Here's a quick example of what's possible:

# contributors to the book
author = User.create(name: 'Isaac Asimov')
editor = User.create(name: 'John W. Campbell')
illustrator = User.create(name: 'Frank Kelly Freas')
writer = User.create(name: 'Ray Bradbury')

# create book by the author
book = Book.create(title: 'I, Robot', author:)

# assign a preface by the author
Preface.create(user: author, book:)

# assign foreword writers
Foreword.create(user: writer, book:)
Foreword.create(user: editor, book:)

# assign an illustrator
Illustration.create(user: illustrator, book:)

# assign an editor
Edit.create(user: editor, book:)

# access all contributors (author, editors, illustrator, etc.)
book.contributors.to_a
# => [#<User id=1, name="Isaac Asimov">, #<User id=2, name="John W. Campbell">, #<User id=3, name="Frank Kelly Freas">, #<User id=4, name="Ray Bradbury">]

# example of querying the union of contributors
book.contributors.order(:name).limit(3)
# => [#<User id=4, name="Frank Kelly Freas">, #<User id=3, name="Isaac Asimov">, #<User id=2, name="John W. Campbell">]

book.contributors.where(id: editor.id)
# => [#<User id=2, name="John W. Campbell">]

book.contributors.to_sql
# => SELECT * FROM users WHERE id IN (
#      SELECT id FROM users WHERE id = 1
#      UNION
#      SELECT users.id FROM users INNER JOIN prefaces ON users.id = prefaces.user_id WHERE prefaces.book_id = 1
#      UNION
#      SELECT users.id FROM users INNER JOIN forewords ON users.id = forewords.user_id WHERE forewords.book_id = 1
#      UNION
#      SELECT DISTINCT users.id FROM users INNER JOIN illustrations ON users.id = illustrations.user_id WHERE illustrations.book_id = 1
#      UNION
#      SELECT DISTINCT users.id FROM users INNER JOIN edits ON users.id = edits.user_id WHERE edits.book_id = 1
#   )

# example of more advanced querying e.g. preloading the union
Book.joins(:contributors).where(contributors: { ... })
Book.preload(:contributors)
Book.eager_load(:contributors)
Book.includes(:contributors)

Right now, the underlying table and model for each unioned association must match. We'd like to change that in the future. Originally, union_of was created to make migrating from a one-to-many relationship to a many-to-many relationship easier and safer, while retaining backwards compatibility.

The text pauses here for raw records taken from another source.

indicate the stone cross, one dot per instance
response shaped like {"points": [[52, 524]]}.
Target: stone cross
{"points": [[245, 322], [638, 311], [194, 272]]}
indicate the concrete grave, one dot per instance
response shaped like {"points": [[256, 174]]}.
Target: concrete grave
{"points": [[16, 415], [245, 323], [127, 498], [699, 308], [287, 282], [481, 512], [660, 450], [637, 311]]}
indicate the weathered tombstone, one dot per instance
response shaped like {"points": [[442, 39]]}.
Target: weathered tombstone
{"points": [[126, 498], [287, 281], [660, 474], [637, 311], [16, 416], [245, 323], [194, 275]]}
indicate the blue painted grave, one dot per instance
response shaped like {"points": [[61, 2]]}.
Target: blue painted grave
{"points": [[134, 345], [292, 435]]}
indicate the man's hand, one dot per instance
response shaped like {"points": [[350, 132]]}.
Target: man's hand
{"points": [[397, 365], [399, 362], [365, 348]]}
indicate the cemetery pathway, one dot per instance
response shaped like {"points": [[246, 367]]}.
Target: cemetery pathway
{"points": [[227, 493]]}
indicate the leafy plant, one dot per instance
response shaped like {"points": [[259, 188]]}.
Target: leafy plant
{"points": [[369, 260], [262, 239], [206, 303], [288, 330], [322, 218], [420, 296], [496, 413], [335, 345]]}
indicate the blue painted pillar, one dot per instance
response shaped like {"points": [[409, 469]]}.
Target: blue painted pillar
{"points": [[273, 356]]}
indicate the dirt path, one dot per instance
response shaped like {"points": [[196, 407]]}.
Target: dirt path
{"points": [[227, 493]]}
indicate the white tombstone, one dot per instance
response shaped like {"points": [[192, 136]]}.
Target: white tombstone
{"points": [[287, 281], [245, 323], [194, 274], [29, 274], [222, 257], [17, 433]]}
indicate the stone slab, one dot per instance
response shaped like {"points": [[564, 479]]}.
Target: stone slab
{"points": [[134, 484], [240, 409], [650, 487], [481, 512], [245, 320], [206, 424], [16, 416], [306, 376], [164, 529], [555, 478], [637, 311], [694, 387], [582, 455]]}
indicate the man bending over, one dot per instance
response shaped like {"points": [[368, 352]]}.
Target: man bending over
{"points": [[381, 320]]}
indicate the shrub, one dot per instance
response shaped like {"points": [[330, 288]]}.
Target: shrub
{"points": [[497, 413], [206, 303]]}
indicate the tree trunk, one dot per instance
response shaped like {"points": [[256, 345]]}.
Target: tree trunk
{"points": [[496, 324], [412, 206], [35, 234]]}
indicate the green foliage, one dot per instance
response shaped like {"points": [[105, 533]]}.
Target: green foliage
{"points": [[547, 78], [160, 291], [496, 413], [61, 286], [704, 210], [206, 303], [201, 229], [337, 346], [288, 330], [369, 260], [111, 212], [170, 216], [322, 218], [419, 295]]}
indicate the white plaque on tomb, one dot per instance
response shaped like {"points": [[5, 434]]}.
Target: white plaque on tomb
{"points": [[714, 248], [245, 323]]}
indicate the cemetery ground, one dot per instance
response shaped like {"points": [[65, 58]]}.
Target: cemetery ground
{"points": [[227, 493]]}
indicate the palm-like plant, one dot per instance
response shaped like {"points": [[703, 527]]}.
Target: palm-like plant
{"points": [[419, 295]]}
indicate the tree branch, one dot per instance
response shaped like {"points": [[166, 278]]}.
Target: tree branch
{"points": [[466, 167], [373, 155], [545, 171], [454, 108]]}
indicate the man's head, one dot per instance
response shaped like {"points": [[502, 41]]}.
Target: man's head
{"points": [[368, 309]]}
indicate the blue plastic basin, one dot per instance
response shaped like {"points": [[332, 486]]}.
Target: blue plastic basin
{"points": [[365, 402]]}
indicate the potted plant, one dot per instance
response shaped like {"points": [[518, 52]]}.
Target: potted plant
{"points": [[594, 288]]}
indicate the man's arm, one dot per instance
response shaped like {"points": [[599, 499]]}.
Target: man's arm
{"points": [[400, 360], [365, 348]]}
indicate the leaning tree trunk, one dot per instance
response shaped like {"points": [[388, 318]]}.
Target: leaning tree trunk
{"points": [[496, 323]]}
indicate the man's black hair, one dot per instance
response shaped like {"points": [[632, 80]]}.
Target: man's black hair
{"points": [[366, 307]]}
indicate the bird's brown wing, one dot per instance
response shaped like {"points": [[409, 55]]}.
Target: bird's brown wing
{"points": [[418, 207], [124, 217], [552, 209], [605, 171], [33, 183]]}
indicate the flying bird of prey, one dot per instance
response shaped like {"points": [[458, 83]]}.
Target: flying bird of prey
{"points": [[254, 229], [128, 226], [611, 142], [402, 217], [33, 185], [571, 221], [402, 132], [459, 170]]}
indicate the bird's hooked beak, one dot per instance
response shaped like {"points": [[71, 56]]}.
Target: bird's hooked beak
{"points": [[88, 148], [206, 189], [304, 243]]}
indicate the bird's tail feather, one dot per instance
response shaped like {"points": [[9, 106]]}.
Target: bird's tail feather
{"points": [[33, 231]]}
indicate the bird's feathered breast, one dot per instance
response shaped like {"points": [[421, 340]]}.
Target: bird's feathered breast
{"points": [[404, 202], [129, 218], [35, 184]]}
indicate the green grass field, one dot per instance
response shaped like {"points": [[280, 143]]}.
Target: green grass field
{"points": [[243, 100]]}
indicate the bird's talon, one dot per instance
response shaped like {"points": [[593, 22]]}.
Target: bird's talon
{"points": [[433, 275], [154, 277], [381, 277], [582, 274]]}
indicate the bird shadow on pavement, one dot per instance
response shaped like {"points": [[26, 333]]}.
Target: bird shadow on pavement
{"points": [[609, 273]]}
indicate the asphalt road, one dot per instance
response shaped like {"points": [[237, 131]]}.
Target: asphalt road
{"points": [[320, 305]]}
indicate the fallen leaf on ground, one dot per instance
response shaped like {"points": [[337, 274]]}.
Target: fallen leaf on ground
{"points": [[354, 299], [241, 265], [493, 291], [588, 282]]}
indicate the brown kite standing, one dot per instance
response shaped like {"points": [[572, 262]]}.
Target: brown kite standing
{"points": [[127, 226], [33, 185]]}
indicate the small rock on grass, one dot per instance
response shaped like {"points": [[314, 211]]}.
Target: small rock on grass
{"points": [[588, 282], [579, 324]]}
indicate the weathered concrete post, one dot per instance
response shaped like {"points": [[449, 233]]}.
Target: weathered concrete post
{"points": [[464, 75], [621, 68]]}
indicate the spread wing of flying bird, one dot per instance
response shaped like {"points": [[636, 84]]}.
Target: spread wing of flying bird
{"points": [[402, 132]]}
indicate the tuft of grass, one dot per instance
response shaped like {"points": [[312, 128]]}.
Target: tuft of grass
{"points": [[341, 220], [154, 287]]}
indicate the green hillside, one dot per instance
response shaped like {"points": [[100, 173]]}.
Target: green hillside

There is support for complex unions as well, e.g. a union made up of direct and through associations, even when those associations utilize union associations.

Supported databases

We currently support PostgreSQL, MySQL, and MariaDB. We'd love contributions that add SQLite support, but we probably won't add it ourselves.

Supported Rubies

union_of supports Ruby 3.1 and above. We encourage you to upgrade if you're on an older version. Ruby 3 provides a lot of great features, like better pattern matching and a new shorthand hash syntax.

Performance notes

As is expected, you will need to pay close attention to performance and ensure your tables are indexed well. We have tried to make the underlying UNION queries as efficient as possible, but please open an issue or PR if you are encountering a performance issue that is caused by this gem. But good indexing will go a long way.

We use Postgres in production, but we do not actively use MySQL or MariaDB, so there may be performance issues we are unaware of. If you stumble upon issues, please open an issue or a PR.

Acknowledgements

union_of was inspired by active_record_union. For unions outside of associations, check it out.

Is it any good?

Yes.

Contributing

If you have an idea, or have discovered a bug, please open an issue or create a pull request.

License

The gem is available as open source under the terms of the MIT License.